22 febrero 2010

Y el Barça mejoró los pronósticos

Poco que decir de la Final. Ha durado un cuarto de hora. Lo que ha tardado el Barcelona en dar el primer crochet al Madrid en la mandíbula y mandarlo a la lona. Ya no se ha recuperado. Esperaba más de los blancos y de su entrenador. Que al menos obligaran a su rival a tener que ganarles un par de veces el partido. Ya sabíamos que Pascual maneja la mejor plantilla de Europa, pero los partidos de cuartos y semifinales presagiaban algo más de los madridistas. Podemos estar ante el inicio de un triplete como el que lideraron Bodiroga, Navarro o Jasickevicius. Enhorabuena a los culés.

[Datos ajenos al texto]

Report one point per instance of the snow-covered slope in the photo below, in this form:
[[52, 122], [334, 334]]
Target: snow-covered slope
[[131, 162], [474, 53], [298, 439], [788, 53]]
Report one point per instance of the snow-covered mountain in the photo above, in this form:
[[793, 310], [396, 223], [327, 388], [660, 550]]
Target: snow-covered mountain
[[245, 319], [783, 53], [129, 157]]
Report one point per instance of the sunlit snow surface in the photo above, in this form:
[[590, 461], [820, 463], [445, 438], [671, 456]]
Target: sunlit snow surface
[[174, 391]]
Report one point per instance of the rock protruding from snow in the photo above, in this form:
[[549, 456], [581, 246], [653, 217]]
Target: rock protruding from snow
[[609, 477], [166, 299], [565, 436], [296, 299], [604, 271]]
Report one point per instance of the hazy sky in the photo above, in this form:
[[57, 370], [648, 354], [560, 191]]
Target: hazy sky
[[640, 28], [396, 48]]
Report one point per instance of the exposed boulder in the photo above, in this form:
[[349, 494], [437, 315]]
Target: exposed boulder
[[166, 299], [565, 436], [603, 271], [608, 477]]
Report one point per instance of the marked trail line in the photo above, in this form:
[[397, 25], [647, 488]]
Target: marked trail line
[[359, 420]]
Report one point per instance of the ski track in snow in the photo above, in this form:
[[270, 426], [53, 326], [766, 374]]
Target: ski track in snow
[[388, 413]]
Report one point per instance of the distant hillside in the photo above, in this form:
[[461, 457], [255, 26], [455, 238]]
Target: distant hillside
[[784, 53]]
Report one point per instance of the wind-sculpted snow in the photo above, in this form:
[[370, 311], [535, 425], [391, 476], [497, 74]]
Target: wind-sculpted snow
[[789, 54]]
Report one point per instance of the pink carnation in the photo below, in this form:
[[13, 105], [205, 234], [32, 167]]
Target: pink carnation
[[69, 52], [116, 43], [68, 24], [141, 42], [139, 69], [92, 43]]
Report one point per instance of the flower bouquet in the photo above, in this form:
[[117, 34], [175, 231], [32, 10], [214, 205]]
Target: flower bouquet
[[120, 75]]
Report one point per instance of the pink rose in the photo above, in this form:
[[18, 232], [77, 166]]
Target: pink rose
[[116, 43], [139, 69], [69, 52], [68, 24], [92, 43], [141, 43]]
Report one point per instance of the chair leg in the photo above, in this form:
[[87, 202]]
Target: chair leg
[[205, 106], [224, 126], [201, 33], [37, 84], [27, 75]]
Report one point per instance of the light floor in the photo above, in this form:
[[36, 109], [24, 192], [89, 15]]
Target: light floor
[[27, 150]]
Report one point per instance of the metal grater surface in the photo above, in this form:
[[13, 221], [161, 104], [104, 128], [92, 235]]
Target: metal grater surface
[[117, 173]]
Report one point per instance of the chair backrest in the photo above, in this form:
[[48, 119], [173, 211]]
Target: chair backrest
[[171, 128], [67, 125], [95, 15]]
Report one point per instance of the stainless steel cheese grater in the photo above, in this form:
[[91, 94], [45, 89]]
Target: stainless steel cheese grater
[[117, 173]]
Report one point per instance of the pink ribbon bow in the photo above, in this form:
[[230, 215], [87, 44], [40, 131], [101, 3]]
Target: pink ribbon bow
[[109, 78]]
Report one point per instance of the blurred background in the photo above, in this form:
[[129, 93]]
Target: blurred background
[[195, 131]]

Me preguntaba ayer a quién pitarían más las aficiones del BEC, si al Madrid o al Barcelona, los dos clubes de fútbol a los que tanto odian determinadas hinchadas. Pues resulta que el que más abucheos se ha llevado ha sido el Rey y el himno español. Mala noticia para todos. Primero, porque es de mala educación. Segundo porque haces que nuestro deporte sea portada hoy por un asunto que no tiene nada que ver con lo que pasa en el parquet. Y tercero porque haces que la próxima vez, Zarzuela decline la invitación. Lo cual, dicho sea de paso, me parecería también mal. Está en el sueldo aguantar este tipo de comportamientos, por criticables que nos parezcan.

20 febrero 2010

La hora de la verdad


¡Cómo es la Copa! Este año no ha habido sorpresas, al menos en cuanto a nombres, aunque es muy sorprendente que el Madrid haya ganado ¡¡por 28!! la semifinal contra el cuasi-anfitrión Caja Laboral menos de 24 horas después de deshacerse del imberbe Joventut. Muy sorprendente también que el Barcelona sufriera más en cuartos contra Cajasol que en semis contra el Power Electronics.
El caso es que nos plantamos en la final con dos de los tres grandes favoritos de todas las apuestas. Messina ha vuelto a demostrar que a la hora de la verdad sus equipos suelen estar listos para pasar revista. Pascual ha aprovechado la inmensa e inacabable calidad de su plantilla para cumplir los pronósticos.
Hace tres días decía que sólo me jugaría dinero (y poco) por el Barcelona. Hoy, sábado por la noche, lo tengo incluso menos claro. El Madrid ha dejado mejores sensaciones hasta ahora y tiene una gran oportunidad de enviar un mensaje a toda Europa. Ganar la final sería un éxito que daría tranquilidad al proyecto durante unos meses y asestaría un golpe moral a los azulgrana. Una victoria del Barcelona pondría la primera pata del triplete. En unas horas tendremos la solución.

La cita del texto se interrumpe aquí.